Let $g : x \mapsto \displaystyle \prod_{k=1}^n (x_k-x)$. For any $b,x \in \mathbb{R}$, let $$A_b(x)=\begin{pmatrix}x_1+x&a+x&a+x&...&a+x\\ b+x&x_2+x&a+x&...&a+x\\b+x&b+x&x_3+x&...&a+x\\\vdots&\vdots&\vdots&\vdots&\vdots\\b+x&b+x&b+x&...&x_n+x \end{pmatrix}$$
It is easy to see that the function $f : x \mapsto \det(A_b(x))$ is a polynomial function of degree $1$ (you can see this by substracting the first column to all the other columns, and then develop the determinant w.r.t the first column).

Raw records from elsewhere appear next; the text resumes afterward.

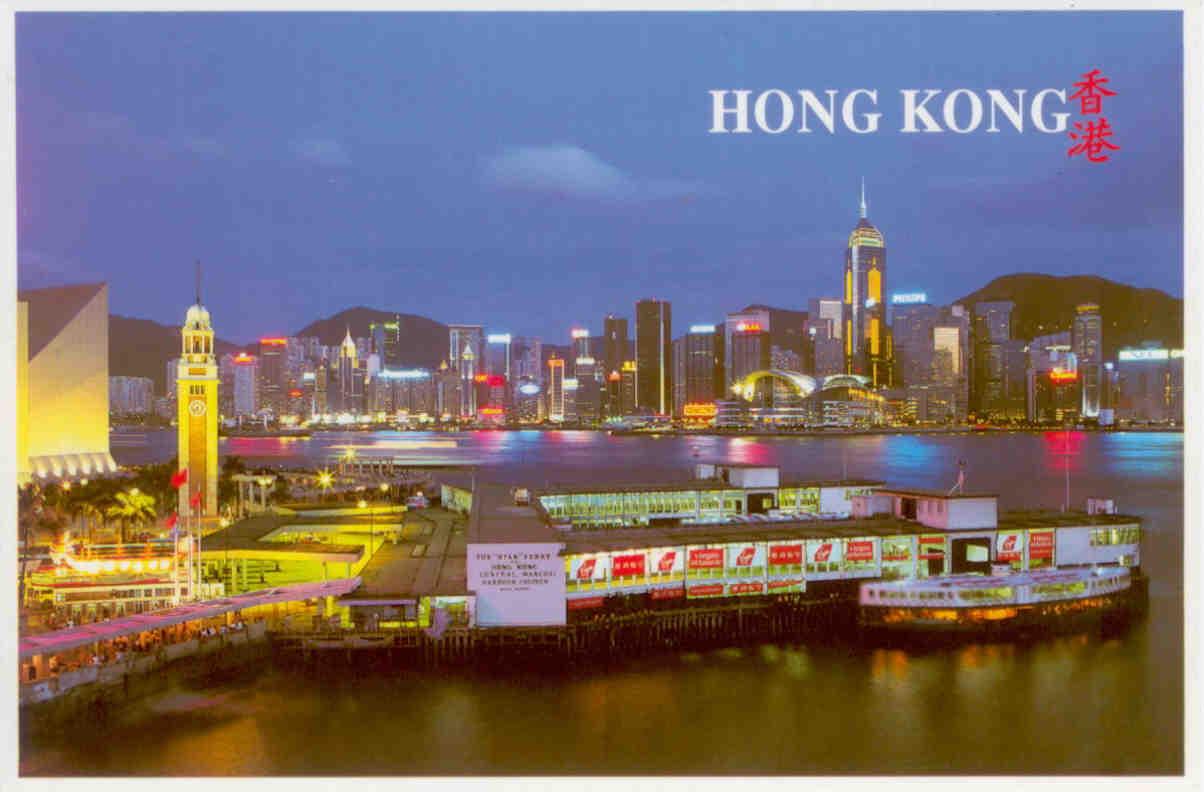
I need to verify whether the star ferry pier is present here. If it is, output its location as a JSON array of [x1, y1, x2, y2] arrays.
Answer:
[[266, 462, 1146, 666]]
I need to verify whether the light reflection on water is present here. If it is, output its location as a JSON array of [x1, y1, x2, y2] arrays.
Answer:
[[42, 432, 1184, 775]]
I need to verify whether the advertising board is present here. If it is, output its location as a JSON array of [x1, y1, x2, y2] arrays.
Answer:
[[1028, 531, 1054, 561], [995, 533, 1025, 563]]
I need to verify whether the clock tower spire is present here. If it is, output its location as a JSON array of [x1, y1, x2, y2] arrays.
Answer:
[[176, 269, 218, 518]]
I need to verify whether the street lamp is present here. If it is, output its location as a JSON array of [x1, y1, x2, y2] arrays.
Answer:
[[359, 500, 376, 558]]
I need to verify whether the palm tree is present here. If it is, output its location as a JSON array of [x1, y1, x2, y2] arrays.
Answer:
[[105, 487, 155, 544]]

But one has directly $\displaystyle f(-a)=g(a)$ and $\displaystyle f(-b)=g(b)$, so for every $x \in \mathbb{R}$, and $b \neq a$, one has
$$f(x)=\dfrac{f(-b)-f(-a)}{-b+a}(x+a)+f(-a) = -\dfrac{g(b) - g(a)}{b-a}(x+a) +g(a)$$
which gives (still for $b \neq a$)
$$\det(A_b(0))=f(0) =g(a) -a\dfrac{g(b) - g(a)}{b-a} $$
Now, since $b \mapsto \det(A_b(0))$ is polynomial, then it is continuous, so $\displaystyle \det(A_a(0))=\lim_{b \rightarrow a} \det(A_b(0))$.
One gets
$$\det(A_a(0))=g(a)-g'(a)a$$
i.e. finally
$$\boxed{\begin{vmatrix}x_1&a&a&...&a\\ a&x_2&a&...&a\\a&a&x_3&...&a\\\vdots&\vdots&\vdots&\vdots&\vdots\\a&a&a&...&x_n \end{vmatrix} = \prod_{k=1}^n (x_k-a) + a \sum_{k=1}^n \prod_{l=1, l\neq k}^n (x_l-a)}$$